Family Values reaffirms the vital importance of the family as a social institution while challenging its role in the reproduction of social inequality and carefully balancing the interests of parents and children.

You can read more about it, too, at the p. 99 test.

A good number of the ideas have been tested at some point or another on Crooked Timber, and we’re grateful to commentators for taking us to task. In fact we’ve been lucky in having been able to publish, and get feedback on, some of our ideas along the way – among the many reasons it’s taken us a while is that our ideas have evolved in response to the feedback we have gotten (this is my way of saying that the book is not a simple repackaging of the best-known papers we’ve published on the subject, but a wholesale rethinking with substantially different arguments and, in some cases, conclusions).

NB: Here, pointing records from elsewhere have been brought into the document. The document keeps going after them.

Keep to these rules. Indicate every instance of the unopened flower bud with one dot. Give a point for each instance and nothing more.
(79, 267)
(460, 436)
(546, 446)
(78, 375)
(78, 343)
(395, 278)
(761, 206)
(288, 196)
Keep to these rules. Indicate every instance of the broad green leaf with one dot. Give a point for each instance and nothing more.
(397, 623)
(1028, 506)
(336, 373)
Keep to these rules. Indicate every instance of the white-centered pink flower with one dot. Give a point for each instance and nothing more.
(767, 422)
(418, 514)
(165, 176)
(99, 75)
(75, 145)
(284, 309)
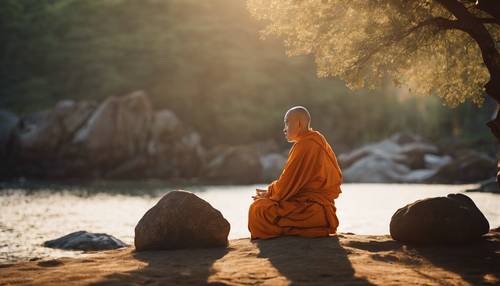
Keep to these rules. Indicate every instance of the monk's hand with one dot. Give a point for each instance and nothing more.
(260, 194)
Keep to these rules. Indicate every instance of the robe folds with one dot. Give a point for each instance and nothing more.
(301, 201)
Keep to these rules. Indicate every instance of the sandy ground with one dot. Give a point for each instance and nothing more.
(345, 259)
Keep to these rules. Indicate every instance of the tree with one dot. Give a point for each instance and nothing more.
(443, 47)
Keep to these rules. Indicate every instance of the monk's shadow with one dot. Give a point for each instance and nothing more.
(322, 261)
(168, 267)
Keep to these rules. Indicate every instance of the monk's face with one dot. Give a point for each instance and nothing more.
(292, 128)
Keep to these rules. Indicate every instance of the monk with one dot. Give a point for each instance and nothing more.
(301, 201)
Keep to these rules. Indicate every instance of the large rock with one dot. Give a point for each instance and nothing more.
(174, 149)
(234, 165)
(487, 186)
(405, 158)
(441, 220)
(468, 167)
(116, 131)
(8, 123)
(45, 133)
(181, 220)
(83, 240)
(375, 169)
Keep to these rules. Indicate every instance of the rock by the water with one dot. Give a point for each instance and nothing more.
(487, 186)
(87, 241)
(181, 220)
(8, 122)
(440, 220)
(405, 158)
(468, 167)
(117, 130)
(234, 164)
(43, 134)
(174, 150)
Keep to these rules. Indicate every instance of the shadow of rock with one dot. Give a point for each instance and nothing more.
(322, 261)
(172, 267)
(476, 263)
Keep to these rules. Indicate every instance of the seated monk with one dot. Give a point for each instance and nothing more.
(300, 202)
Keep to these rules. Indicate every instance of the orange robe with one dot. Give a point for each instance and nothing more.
(301, 201)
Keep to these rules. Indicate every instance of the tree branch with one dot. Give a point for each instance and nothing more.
(438, 22)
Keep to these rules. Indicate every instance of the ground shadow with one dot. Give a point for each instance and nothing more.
(477, 262)
(322, 261)
(169, 267)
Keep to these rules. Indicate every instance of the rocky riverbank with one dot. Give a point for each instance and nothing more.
(345, 259)
(125, 138)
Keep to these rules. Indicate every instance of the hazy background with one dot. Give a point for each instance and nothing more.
(203, 60)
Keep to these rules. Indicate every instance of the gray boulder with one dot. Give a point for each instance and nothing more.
(181, 220)
(87, 241)
(117, 130)
(441, 220)
(174, 149)
(234, 164)
(487, 186)
(8, 123)
(468, 167)
(44, 133)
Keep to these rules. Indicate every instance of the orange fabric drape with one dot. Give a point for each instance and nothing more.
(301, 200)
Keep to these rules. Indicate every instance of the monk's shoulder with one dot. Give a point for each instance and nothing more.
(306, 145)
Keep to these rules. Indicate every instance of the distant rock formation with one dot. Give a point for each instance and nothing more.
(87, 241)
(121, 138)
(181, 220)
(405, 158)
(441, 220)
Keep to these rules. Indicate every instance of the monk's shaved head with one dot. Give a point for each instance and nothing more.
(297, 122)
(299, 113)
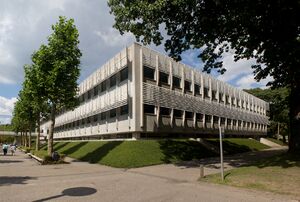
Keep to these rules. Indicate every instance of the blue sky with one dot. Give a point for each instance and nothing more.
(25, 25)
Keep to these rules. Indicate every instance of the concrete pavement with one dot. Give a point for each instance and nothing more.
(22, 179)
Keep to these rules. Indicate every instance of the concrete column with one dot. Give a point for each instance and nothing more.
(136, 135)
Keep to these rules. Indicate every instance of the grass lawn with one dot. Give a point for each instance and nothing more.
(276, 141)
(238, 145)
(280, 174)
(129, 154)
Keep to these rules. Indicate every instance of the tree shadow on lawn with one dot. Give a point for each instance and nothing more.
(74, 148)
(9, 180)
(174, 151)
(10, 161)
(96, 155)
(231, 148)
(58, 145)
(285, 160)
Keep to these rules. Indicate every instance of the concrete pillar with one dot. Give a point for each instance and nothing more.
(136, 135)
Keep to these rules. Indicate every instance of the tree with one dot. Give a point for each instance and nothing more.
(58, 64)
(279, 111)
(265, 30)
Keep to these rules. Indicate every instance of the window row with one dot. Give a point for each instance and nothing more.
(105, 85)
(95, 118)
(151, 109)
(164, 79)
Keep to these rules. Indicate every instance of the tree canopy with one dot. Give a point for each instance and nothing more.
(51, 80)
(268, 31)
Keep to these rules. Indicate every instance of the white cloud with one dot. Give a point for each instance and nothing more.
(7, 106)
(111, 37)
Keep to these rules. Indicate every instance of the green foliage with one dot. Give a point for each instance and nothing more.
(246, 28)
(7, 139)
(6, 127)
(279, 108)
(129, 154)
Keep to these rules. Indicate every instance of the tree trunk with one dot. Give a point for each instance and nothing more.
(37, 146)
(294, 138)
(29, 138)
(52, 124)
(26, 144)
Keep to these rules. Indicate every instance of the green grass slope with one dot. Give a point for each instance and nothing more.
(129, 154)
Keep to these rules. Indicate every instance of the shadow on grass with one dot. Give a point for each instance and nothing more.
(96, 155)
(10, 161)
(57, 146)
(74, 148)
(9, 180)
(285, 160)
(174, 150)
(231, 148)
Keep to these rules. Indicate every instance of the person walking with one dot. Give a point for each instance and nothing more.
(12, 149)
(4, 148)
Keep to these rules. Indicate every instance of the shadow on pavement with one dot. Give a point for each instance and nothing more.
(8, 180)
(75, 191)
(96, 155)
(10, 161)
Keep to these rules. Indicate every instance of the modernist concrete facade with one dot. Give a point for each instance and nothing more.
(140, 93)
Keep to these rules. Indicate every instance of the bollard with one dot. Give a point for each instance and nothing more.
(201, 171)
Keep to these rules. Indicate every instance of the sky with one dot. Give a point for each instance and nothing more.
(26, 24)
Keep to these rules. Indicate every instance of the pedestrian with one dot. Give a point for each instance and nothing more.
(12, 149)
(4, 148)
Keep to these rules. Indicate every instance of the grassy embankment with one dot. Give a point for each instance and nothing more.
(280, 174)
(128, 154)
(277, 141)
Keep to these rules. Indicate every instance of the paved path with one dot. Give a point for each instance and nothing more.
(22, 179)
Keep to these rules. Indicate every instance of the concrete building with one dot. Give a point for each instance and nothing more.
(142, 93)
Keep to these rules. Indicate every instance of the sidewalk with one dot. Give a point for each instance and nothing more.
(23, 179)
(190, 171)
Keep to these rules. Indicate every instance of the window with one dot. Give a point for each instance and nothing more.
(112, 113)
(178, 113)
(232, 101)
(112, 81)
(197, 89)
(96, 90)
(149, 73)
(199, 117)
(214, 95)
(176, 82)
(227, 99)
(216, 119)
(206, 95)
(165, 111)
(95, 118)
(223, 120)
(221, 97)
(208, 118)
(124, 74)
(163, 78)
(187, 86)
(149, 109)
(89, 94)
(103, 86)
(103, 116)
(188, 115)
(124, 110)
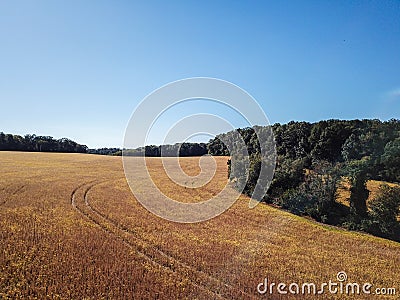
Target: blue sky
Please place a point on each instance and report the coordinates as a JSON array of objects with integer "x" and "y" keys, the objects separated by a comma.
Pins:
[{"x": 78, "y": 69}]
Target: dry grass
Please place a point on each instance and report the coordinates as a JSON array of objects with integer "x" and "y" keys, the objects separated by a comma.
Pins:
[{"x": 71, "y": 229}]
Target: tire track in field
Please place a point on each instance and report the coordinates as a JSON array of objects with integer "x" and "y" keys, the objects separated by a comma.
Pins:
[
  {"x": 149, "y": 252},
  {"x": 20, "y": 188},
  {"x": 112, "y": 230}
]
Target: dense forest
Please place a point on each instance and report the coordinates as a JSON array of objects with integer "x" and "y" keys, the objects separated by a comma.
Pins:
[
  {"x": 34, "y": 143},
  {"x": 178, "y": 149},
  {"x": 315, "y": 159}
]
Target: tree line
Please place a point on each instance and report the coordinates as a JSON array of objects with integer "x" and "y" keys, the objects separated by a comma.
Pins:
[
  {"x": 34, "y": 143},
  {"x": 315, "y": 159}
]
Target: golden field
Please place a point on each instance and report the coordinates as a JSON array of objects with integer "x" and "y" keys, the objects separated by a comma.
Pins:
[{"x": 70, "y": 228}]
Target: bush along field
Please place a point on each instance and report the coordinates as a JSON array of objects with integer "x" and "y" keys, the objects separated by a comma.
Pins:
[{"x": 317, "y": 160}]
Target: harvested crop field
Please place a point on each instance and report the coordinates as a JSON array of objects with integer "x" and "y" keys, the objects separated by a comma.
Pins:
[{"x": 70, "y": 228}]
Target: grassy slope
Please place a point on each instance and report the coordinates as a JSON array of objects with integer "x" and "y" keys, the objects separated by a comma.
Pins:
[{"x": 115, "y": 248}]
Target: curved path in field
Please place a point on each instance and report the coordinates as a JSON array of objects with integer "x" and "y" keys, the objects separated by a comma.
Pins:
[{"x": 211, "y": 285}]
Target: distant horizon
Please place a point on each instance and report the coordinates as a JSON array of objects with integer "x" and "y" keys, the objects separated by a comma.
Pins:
[
  {"x": 80, "y": 69},
  {"x": 205, "y": 141}
]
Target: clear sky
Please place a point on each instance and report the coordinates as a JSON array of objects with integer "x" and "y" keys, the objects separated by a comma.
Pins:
[{"x": 78, "y": 69}]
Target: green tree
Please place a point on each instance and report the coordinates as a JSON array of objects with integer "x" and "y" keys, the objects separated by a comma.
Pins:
[{"x": 384, "y": 210}]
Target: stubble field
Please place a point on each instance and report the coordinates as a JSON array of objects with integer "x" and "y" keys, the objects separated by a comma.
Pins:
[{"x": 70, "y": 228}]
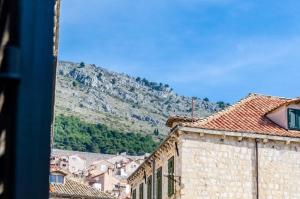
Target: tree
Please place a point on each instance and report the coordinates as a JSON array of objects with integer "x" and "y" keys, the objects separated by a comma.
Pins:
[
  {"x": 206, "y": 99},
  {"x": 73, "y": 134},
  {"x": 156, "y": 132},
  {"x": 81, "y": 64}
]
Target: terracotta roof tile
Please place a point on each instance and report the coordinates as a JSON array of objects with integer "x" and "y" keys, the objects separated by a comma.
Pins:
[
  {"x": 72, "y": 188},
  {"x": 248, "y": 115}
]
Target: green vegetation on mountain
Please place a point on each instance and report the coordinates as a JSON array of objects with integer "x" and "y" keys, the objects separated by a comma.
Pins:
[
  {"x": 71, "y": 133},
  {"x": 122, "y": 102}
]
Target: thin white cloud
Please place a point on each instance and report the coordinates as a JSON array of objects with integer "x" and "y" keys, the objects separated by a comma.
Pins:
[{"x": 248, "y": 55}]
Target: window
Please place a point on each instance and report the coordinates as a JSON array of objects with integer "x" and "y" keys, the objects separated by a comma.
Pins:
[
  {"x": 149, "y": 187},
  {"x": 294, "y": 119},
  {"x": 171, "y": 176},
  {"x": 58, "y": 179},
  {"x": 141, "y": 191},
  {"x": 134, "y": 194},
  {"x": 159, "y": 183}
]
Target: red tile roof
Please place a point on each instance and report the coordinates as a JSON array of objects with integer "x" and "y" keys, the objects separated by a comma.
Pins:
[
  {"x": 74, "y": 189},
  {"x": 180, "y": 119},
  {"x": 248, "y": 115}
]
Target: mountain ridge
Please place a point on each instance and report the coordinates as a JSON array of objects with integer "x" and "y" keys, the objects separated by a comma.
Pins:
[{"x": 122, "y": 102}]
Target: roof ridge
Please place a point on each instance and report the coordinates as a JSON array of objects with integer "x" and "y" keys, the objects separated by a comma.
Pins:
[
  {"x": 271, "y": 96},
  {"x": 220, "y": 113}
]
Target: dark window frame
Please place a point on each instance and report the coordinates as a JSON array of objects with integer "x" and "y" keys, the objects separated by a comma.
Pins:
[
  {"x": 141, "y": 191},
  {"x": 171, "y": 182},
  {"x": 149, "y": 187},
  {"x": 159, "y": 183},
  {"x": 134, "y": 194},
  {"x": 296, "y": 112}
]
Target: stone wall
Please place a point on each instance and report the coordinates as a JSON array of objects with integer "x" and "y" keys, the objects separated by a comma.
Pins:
[
  {"x": 212, "y": 168},
  {"x": 161, "y": 161},
  {"x": 279, "y": 170}
]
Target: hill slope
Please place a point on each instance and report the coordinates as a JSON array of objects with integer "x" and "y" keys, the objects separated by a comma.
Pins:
[{"x": 121, "y": 102}]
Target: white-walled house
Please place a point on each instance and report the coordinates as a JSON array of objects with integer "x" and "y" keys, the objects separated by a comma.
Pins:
[
  {"x": 76, "y": 164},
  {"x": 250, "y": 150}
]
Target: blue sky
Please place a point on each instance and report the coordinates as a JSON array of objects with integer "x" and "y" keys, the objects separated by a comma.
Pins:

Since the book is about the family, I thought I’d share two of my children’s reactions when I first brought a copy of the book home. My 8 year old (boy) said “Oh you wrote a book, that’s interesting. Its a bit strange having that huge dead chicken on the cover, though”. The eldest (girl, whose friends were still frequenting the house in great numbers when the first copy turned up, just before she left for college) was less excited. “My friends are really impressed that you’ve written a book. But I’m not really. I mean, it’s just part of your job, isn’t it? It’s just what you’re supposed to do. I mean….its not like you taught a third grader to read, or something like that“.